Menurut Prabowo, koperasi Merah Putih adalah aset milik rakyat, dan kepala desa memiliki kewajiban untuk memastikan bahwa koperasi tersebut tetap berfungsi untuk melayani masyarakat. Ia mengibaratkan koperasi sebagai kumpulan lidi yang lemah secara individu, namun bila disatukan akan menjadi alat yang kuat, sesuai dengan konsep gotong royong yang menjadi landasan utama koperasi.

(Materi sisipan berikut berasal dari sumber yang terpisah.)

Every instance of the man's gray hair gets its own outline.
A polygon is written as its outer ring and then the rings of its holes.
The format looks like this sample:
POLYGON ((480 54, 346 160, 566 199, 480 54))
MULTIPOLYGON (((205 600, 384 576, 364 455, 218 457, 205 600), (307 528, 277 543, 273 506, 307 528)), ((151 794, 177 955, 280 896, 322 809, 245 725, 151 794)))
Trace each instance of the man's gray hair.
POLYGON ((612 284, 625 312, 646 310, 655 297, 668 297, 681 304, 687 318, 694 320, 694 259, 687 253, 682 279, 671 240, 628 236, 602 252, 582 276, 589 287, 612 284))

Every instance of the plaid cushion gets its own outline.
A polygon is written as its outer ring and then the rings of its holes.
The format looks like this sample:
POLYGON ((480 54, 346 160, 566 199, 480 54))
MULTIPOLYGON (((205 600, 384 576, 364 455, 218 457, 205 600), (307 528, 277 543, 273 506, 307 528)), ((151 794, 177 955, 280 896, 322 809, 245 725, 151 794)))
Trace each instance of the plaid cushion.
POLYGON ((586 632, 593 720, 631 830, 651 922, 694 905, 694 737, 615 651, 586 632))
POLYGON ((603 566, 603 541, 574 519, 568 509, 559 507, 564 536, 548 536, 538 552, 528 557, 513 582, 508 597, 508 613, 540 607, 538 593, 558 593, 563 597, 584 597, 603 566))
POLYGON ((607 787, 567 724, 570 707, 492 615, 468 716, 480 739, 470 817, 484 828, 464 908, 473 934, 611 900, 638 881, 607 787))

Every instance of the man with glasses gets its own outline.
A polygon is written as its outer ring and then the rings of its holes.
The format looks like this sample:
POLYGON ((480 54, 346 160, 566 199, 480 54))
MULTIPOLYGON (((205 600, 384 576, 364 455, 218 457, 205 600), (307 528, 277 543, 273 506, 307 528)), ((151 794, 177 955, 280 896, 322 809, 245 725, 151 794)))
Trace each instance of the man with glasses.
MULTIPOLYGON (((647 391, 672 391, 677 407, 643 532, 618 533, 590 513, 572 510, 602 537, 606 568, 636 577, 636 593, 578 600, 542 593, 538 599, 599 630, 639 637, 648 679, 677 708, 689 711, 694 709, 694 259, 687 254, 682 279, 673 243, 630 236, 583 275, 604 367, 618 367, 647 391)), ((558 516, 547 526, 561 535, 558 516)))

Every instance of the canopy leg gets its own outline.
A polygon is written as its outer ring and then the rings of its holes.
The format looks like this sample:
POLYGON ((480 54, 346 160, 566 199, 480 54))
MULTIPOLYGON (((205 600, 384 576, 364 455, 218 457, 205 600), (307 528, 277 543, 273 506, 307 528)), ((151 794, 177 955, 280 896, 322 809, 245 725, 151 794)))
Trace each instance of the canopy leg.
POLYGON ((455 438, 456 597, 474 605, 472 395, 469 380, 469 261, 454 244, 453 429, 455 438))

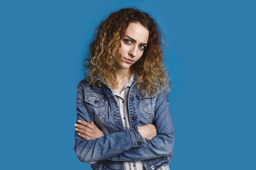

Prabowo yakin bahwa Koperasi Merah Putih akan menjadi gerakan besar yang mampu mendinamisasi perekonomian di tingkat desa. Menekankan pentingnya kemandirian ekonomi setiap wilayah, Prabowo mengajak semua pihak untuk bersatu dalam mendorong roda perekonomian dari desa. Melalui konsep koperasi sebagai bentuk gotong royong, diharapkan potensi ekonomi yang selama ini terserap ke kota dapat kembali ke desa, menciptakan pola distribusi ekonomi yang lebih merata dan berkelanjutan.